Government on Wednesday tagged oil management issues, provision of water in deprived communities, elimination of schools under trees and completion of selected projects in roads, mining and energy sector as priorities for the 2011 fiscal budget.
“As Medium-Term Policy priorities for the attainment of a Better Ghana agenda, within the next three years, government is pursuing vigorous policies for improvement and sustenance of the macroeconomic stability and enhancing competitiveness in the private sector.
Mr Collins Dauda, Minister of Lands and Natural Resources, who disclosed this in Accra said, it is important to “Modernize agriculture and natural resource management; infrastructure development; sustainable energy sector for growth; human development and transparent and accountable governance,”
Mr Dauda was speaking at the opening of the 2010 annual Land Surveyors Seminar on the theme: “National Navigation Systems; A Tool for Sustainable Development for a Better Ghana”.
He said the policy priorities places enormous responsibilities on professionals.
The seminar is a platform for stock taking on the achievements and shortcomings of surveyors, and was used to map-up professional strategies for achieving sustainable growth and development for a Better Ghana.
The Minister acknowledged that most of the activities to be undertaken to alleviate poverty and ensure sustainable growth is hinged on proper land management and administration.
He therefore tasked Surveyors to roll-out their sleeves and join the government in the construction industry – roads or building; land planning and management; modernization of agriculture; land information in terms of maps and oil management.
“Oil management issues definitely will need a lot of Bathymetric and Hydrographic Surveyors to find out the depth of our shores to ensure effective monitoring of activities of oil companies offshore,” he stated.
Mr Dauda assured the Surveyors of a bright prospect, as Government has began negotiations for the extension of the Land Administration Project for three years, to undertake the preparation of base-maps, covering Greater Accra, Ashanti and Western regions.
Mapping of other regions would be undertaken under different projects.
The rest of the projects include mapping the whole country at a scale of 1:50,000, mapping of seashore across the coastal line; railway network corridor; the Volta River Authority GRIDCO; network across the country and provision of large scale mapping at 1:2500.
Other projects earmarked are development of a mapping policy, a geodetic reference network policy and national spatial data infrastructure policy; conversion of all analogue parcel data to digital parcel format; boundary demarcation for customary owners and street addressing and house numbering for Accra Metropolitan Assembly.
He said all streets and houses will have a unique name and number respectively by the end of 2012, and that, “government would depend largely on the co-operation and support of Land Surveyors and the institution”.
He said these projects would ensure an up-to-date spatial data, which would be made available for sustainable development, noting that, the last time “Ghana was mapped was in 1974 and that government will want to reverse this trend, under the Better Ghana Agenda and needs the total collaboration, dedication and support of Land Surveyors”.
Surveyor Yvonne Sowah, President of the Ghana Institution of Surveyors, who chaired the seminar, tasked surveyors to come out with strategies to deal with the menace of developers putting up building at unapproved areas, especially in waterways and flood prone areas.

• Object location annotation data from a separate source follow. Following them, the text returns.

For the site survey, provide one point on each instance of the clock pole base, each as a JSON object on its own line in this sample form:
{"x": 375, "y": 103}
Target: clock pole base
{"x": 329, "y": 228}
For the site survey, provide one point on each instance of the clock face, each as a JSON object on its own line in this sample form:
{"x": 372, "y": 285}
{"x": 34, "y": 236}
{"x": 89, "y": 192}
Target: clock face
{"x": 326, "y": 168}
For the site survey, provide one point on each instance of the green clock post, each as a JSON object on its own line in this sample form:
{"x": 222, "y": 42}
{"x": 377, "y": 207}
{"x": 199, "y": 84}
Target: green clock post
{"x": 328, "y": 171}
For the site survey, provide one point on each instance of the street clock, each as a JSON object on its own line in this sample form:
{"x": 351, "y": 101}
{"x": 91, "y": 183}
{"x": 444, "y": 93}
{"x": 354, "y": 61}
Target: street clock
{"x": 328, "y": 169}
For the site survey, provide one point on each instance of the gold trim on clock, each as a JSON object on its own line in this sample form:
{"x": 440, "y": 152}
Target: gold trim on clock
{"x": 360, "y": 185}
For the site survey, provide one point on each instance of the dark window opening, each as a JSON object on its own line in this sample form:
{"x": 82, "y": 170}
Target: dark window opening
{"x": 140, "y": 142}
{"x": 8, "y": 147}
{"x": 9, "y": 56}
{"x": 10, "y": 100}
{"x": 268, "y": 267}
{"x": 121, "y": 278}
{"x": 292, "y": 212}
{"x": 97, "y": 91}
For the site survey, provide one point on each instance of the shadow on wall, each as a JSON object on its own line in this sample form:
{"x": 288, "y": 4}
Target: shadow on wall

The two-day seminar would focus on; the impact of virtual reference stations on national development; modelling flood prone areas, using geographic information system; shoreline mapping-the way out; geospatial technology to aid visual flight navigation at poor visibility; and application for crime response.
The rest are evaluation of ultra wide-band for indoor positioning; and regulating navigation system usage for sustainable development.
About 150 participants including traditional rulers, judges, insurance companies, academia and professional stakeholders in land administration and surveying are attending.